Q. Those were two adult daughters, correct?
A. That's correct.
Q. Okay, and also the wife also made allegations that he sexually abused the daughters, correct?
A. The wife was being threatened with having her-
MR. DAVIS: Your Honor, could you ask him -- if he has an explanation we can hear that, but would he answer the question on the front end before we go through the five minute---
THE COURT: --Try to answer yes or no and then -then if you need to explain, I'm going to let you.
THE WITNESS: Thank you, your Honor.
BY THE WITNESS:
A. Yes. The wife during the period when she was being pressured by the police and threatened with having her one remaining child taken away from her if she did not come up with accusations against her husband, proceeded to come up with such accusations and some of those accusations included being present at a satanic cult ceremony where blood flowed out of a book and flowed uphill over her arms -- over her body.

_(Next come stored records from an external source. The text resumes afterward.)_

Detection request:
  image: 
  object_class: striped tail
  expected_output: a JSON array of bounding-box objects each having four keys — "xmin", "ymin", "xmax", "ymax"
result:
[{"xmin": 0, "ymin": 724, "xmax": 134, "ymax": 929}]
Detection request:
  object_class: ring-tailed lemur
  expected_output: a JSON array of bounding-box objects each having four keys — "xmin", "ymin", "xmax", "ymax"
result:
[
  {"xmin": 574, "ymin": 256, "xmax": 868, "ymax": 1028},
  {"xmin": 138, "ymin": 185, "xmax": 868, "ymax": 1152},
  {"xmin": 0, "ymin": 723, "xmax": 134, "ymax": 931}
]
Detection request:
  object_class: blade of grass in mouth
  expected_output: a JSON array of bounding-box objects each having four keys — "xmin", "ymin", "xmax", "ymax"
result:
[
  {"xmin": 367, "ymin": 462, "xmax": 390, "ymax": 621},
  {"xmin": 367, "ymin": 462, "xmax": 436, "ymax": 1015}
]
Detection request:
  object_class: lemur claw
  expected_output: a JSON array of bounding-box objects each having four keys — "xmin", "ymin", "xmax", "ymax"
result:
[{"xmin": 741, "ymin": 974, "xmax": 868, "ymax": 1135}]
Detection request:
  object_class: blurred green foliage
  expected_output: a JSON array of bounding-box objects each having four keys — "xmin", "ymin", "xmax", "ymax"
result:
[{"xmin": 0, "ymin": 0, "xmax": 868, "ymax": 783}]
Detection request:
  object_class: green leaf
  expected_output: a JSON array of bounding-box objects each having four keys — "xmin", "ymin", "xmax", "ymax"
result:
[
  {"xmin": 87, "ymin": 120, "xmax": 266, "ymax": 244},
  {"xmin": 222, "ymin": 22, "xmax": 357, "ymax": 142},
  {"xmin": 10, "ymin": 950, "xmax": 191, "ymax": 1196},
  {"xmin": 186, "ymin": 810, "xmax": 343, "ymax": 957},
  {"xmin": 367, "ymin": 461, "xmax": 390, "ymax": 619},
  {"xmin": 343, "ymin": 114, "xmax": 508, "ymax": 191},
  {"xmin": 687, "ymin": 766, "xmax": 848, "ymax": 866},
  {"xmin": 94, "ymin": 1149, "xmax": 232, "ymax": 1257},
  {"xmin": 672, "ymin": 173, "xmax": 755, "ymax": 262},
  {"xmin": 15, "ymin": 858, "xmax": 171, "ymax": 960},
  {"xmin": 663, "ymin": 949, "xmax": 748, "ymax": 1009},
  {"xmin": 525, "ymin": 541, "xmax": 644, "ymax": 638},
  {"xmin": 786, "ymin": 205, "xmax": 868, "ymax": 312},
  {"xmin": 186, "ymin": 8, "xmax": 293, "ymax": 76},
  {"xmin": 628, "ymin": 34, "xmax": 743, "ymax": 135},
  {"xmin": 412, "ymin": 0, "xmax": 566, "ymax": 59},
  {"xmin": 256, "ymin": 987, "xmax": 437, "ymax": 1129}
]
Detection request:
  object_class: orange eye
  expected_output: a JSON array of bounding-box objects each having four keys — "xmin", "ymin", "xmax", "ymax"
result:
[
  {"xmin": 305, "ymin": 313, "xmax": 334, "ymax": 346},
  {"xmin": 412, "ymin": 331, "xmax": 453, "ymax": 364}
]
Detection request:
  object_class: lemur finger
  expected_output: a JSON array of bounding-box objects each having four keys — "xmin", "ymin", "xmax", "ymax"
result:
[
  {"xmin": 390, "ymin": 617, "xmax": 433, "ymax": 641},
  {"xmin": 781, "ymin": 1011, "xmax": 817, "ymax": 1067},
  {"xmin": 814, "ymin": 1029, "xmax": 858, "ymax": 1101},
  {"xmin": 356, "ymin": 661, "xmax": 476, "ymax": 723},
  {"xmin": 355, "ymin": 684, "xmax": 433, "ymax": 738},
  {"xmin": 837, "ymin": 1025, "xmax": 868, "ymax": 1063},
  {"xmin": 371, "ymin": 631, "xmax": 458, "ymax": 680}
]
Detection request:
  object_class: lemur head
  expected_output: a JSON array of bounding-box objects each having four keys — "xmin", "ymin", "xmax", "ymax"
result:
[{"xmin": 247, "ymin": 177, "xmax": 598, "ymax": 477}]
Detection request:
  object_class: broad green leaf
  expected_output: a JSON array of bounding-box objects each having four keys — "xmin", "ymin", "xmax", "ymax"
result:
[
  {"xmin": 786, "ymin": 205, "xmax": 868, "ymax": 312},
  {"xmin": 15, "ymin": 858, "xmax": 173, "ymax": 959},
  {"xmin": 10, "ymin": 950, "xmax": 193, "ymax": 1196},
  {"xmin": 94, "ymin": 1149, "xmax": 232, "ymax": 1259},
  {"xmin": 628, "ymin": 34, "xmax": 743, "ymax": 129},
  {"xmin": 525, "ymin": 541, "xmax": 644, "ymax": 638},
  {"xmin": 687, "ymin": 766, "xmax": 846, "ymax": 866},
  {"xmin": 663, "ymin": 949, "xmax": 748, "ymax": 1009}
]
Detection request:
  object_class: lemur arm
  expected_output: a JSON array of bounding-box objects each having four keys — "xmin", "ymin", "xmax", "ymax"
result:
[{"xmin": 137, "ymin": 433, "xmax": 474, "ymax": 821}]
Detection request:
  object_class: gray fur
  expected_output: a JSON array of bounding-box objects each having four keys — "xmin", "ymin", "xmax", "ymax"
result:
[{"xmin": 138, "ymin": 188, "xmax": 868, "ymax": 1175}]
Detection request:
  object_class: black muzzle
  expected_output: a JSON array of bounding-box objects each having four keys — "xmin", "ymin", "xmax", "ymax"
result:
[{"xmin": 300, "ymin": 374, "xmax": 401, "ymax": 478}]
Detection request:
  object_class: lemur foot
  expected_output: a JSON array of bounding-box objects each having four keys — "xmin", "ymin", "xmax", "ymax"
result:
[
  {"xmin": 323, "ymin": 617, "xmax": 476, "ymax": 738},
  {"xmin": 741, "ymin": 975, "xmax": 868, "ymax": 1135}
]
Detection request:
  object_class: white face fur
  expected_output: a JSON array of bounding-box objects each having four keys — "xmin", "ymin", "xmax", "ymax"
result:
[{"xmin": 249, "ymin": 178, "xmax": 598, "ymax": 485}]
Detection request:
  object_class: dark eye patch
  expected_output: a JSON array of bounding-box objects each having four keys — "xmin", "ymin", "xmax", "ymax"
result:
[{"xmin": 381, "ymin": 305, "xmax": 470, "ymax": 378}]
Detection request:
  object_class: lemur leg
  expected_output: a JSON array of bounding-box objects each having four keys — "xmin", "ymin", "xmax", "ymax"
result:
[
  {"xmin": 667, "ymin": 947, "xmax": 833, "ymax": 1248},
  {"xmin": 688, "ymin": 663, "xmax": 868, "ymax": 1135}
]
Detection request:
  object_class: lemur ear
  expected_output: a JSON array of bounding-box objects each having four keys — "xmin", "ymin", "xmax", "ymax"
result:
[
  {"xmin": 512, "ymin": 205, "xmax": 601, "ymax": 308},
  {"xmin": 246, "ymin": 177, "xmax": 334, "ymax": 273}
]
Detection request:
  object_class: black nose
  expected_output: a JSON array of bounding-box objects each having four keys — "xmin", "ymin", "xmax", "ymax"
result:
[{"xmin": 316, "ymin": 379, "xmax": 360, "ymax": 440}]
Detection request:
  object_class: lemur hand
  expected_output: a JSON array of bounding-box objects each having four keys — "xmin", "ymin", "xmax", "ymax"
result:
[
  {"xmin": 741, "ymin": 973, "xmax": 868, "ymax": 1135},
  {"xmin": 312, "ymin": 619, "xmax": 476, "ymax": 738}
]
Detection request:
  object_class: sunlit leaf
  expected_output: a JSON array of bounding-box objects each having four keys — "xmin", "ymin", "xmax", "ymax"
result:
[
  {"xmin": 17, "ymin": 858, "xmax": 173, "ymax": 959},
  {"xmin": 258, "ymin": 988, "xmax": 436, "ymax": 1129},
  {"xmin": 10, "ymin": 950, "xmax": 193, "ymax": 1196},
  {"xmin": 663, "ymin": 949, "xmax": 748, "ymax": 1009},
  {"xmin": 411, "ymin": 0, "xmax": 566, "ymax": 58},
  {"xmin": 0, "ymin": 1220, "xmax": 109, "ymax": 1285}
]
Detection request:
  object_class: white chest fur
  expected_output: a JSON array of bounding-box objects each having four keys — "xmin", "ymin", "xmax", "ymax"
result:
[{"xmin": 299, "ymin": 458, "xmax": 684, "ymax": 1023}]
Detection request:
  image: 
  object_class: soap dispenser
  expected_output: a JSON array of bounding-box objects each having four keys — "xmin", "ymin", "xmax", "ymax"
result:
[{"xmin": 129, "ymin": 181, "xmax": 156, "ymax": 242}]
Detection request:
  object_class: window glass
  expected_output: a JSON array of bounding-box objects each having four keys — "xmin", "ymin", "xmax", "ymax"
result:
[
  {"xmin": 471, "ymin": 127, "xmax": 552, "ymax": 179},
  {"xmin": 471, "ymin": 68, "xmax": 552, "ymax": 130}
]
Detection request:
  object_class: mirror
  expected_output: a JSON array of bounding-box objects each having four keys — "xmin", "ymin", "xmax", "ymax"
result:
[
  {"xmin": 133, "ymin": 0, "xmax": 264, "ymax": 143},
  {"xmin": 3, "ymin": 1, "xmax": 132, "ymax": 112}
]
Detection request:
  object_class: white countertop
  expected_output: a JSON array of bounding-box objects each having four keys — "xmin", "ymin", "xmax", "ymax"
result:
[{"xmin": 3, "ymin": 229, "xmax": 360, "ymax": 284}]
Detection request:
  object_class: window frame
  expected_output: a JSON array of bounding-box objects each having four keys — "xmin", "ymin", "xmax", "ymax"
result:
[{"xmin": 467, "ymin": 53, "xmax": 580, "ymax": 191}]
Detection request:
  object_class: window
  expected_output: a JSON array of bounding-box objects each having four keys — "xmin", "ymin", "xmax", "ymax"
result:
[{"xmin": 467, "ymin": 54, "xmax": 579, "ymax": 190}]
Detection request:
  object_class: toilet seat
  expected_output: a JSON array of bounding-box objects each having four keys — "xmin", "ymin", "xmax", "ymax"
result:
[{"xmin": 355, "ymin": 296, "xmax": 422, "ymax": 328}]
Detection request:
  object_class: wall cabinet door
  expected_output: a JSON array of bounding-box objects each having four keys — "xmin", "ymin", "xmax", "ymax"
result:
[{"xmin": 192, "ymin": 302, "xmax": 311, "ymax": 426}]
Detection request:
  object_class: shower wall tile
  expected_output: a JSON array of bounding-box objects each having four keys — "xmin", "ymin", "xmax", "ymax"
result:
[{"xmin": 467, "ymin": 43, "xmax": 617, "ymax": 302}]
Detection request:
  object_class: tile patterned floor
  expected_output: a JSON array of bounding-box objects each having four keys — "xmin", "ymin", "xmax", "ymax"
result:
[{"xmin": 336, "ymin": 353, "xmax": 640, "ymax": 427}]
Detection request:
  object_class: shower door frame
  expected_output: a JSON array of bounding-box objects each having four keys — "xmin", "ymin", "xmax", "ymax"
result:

I was asked to evaluate her by the prosecution to help them make a determination as to whether or not to charge her or whether or -- or -- whether or not to charge her and it was my recommendation not to charge her.
Q. And in fact her husband had pled guilty to these sexual abuse charges, correct?
A. No. In fact her husband pled guilty to six counts of third degree -- entered pleas to six counts of third degree rape when he was told that if he did not enter that plea---
MR. DAVIS: Your Honor, would he be responsive to the question?
BY MR. DAVIS:
Q. Did he enter a plea of guilty to charges of rape or sexual abuse?
A. He entered -- yes -- he entered a plea to six counts of third degree rape.
Q. Did he maintain his guilt for a period of five months prior to entering that plea of guilty?
A. Oh, yes.
Q. Okay, and isn't it true, Doctor, that he did not decide that he was not guilty until he talked with you?
A. After he talked---
MR. DAVIS: Your Honor, could he be asked to respond yes or no?
THE COURT: Yes or no and then---
BY THE WITNESS:
A. Yes, that's technically correct. However, the discussion that I had with him which was tape recorded was not a discussion that precipitated his changing his mind. He changed his mind subsequent to that after he independently began to look at the things that he had confabulated and after the pressures that he had been under during this five month period were withdrawn, after which he had been gotten to enter a guilty plea. So his decision -- his realization that he in fact committed none of these things -- was done independent of any conversation I had with him.
Q. And despite your opinion that his confession was coerced or involuntary in that case, the jury and the court found otherwise, correct -- or the court did?
A. The court found based on statements made prior to the statements that I analyzed -- found that it was sufficient to accept -- or not to accept his request to withdraw his guilty plea and go to trial.
Q. So in that scenario with the husband saying for five months he's guilty, with the wife saying that he's guilty, and the two daughters giving statements as to his guilt, you met with him and convinced him that he was not guilty, correct?
A. Incorrect.
O. Well, after you met with him is when he. decided that he was not guilty, correct?
A. A month after he met with me after going through his own analysis of what happened -- after he was no longer being constantly coached by the interrogators, by the psychologists, and by his minister, he realized that the beliefs that he had formed made no sense whatsoever and he realized that he -- he had come to believe something that was not true.
What he came to believe was that he was the leader of a satanic cult that had been in operation for seventeen years, that had killed hundreds of children for which there was no evidence. That's what he came to realize made no sense.
Q. And you testified in his behalf in a hearing designed to get that guilty plea set aside, correct?
A. I test -- that's correct, and the result of that was that the judge chose to maintain the guilty plea based on statements that he had made prior to the matter that I testified about, and that was the justification for not allowing him a trial.